In fact its populace is comprised of 56 ethnic groups. Why could these peoples
have united as One China? The key to this miracle was the Idea of Zhong-hua,
what is often translated as Sinocentrism. The program explores how this idea
was forged in ancient China and finally utilized by the First Emperor of Qin
to bind many different people under one flag.
Many years of civil strife came to end in 221 BC with the first unification of
China by the First Emperor. New discoveries are making clearer his
extraordinary ambition towards the supreme power, which gave China the last
impetus to its unification. His famous terracotta warriors, a symbol of his
power were proven to have originally been brightly colored. And these colors
provide important clues to the First Emperor's firm determination to place
himself at the center of China.
In fact, Qing was one of remote tribes who were disdained as barbarians by the
states in the Central Plains. Qing gained power through drastic military and
political reforms and went on conquering other tribes, but they met tenacious
rejections from the people in the conquered states. To conciliate them, the
Qing started to claim that they were the Xia. By calling themselves the
successor to the Xia they tried to legitimize their rule over China.

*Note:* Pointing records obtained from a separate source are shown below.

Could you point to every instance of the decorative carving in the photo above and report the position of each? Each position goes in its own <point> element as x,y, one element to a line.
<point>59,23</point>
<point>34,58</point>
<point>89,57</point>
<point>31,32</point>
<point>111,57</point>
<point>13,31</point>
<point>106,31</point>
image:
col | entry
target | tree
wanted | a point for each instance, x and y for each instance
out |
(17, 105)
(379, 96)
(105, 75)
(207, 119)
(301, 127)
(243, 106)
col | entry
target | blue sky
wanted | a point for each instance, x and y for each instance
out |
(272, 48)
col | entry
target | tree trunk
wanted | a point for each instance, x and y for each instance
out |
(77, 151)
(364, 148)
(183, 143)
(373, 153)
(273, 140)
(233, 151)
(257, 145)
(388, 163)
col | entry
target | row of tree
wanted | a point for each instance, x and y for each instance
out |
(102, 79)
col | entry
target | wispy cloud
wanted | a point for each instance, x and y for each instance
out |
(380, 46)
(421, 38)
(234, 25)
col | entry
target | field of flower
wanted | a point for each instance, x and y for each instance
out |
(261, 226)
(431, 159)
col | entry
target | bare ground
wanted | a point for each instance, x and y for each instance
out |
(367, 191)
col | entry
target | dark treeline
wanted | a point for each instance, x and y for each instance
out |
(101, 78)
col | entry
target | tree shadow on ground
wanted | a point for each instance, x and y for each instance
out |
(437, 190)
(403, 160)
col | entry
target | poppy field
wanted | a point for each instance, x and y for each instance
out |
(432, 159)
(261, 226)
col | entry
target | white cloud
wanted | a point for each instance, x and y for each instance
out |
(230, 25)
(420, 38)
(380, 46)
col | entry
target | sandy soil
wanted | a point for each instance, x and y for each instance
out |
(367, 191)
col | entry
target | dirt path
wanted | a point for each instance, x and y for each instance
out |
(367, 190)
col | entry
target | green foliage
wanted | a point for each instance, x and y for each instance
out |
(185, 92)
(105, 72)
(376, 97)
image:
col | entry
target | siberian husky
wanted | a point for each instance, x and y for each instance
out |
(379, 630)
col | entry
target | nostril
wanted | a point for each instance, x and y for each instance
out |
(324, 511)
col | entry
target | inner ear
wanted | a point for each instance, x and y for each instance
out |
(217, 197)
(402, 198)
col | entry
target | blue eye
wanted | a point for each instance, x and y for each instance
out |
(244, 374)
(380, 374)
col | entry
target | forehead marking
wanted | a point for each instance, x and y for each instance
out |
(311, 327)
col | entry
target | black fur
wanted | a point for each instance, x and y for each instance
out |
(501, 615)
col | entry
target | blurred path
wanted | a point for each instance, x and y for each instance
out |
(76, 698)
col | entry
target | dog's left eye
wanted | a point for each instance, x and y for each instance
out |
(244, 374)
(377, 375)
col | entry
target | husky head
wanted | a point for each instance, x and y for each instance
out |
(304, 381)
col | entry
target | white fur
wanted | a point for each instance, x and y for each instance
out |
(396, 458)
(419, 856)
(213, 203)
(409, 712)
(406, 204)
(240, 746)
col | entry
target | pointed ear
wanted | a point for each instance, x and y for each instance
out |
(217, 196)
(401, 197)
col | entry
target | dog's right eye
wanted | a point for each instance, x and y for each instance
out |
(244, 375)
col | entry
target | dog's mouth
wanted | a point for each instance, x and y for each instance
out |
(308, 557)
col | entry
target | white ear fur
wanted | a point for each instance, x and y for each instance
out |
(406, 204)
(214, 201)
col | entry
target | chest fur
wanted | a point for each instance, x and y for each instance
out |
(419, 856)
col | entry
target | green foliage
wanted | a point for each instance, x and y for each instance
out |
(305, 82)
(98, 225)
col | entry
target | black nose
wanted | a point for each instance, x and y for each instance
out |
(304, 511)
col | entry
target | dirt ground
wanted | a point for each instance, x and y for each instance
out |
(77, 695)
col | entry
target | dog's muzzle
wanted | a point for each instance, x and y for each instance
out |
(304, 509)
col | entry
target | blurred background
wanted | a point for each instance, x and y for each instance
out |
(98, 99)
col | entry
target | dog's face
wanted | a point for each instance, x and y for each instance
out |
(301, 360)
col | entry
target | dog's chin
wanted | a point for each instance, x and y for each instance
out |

The First Emperor, however, did not content with the earthly power.
Archaeologists took clues from items and remnants excavated from Qin's old
capital to prove what grandiose plan he introduced in construction of his
capital city. What the First Emperor desired to build was in fact a Celestial
Empire. The latest archeological evidence shed new light on the last step to
the unified China, the foundations that made China, and Asia, what it is today.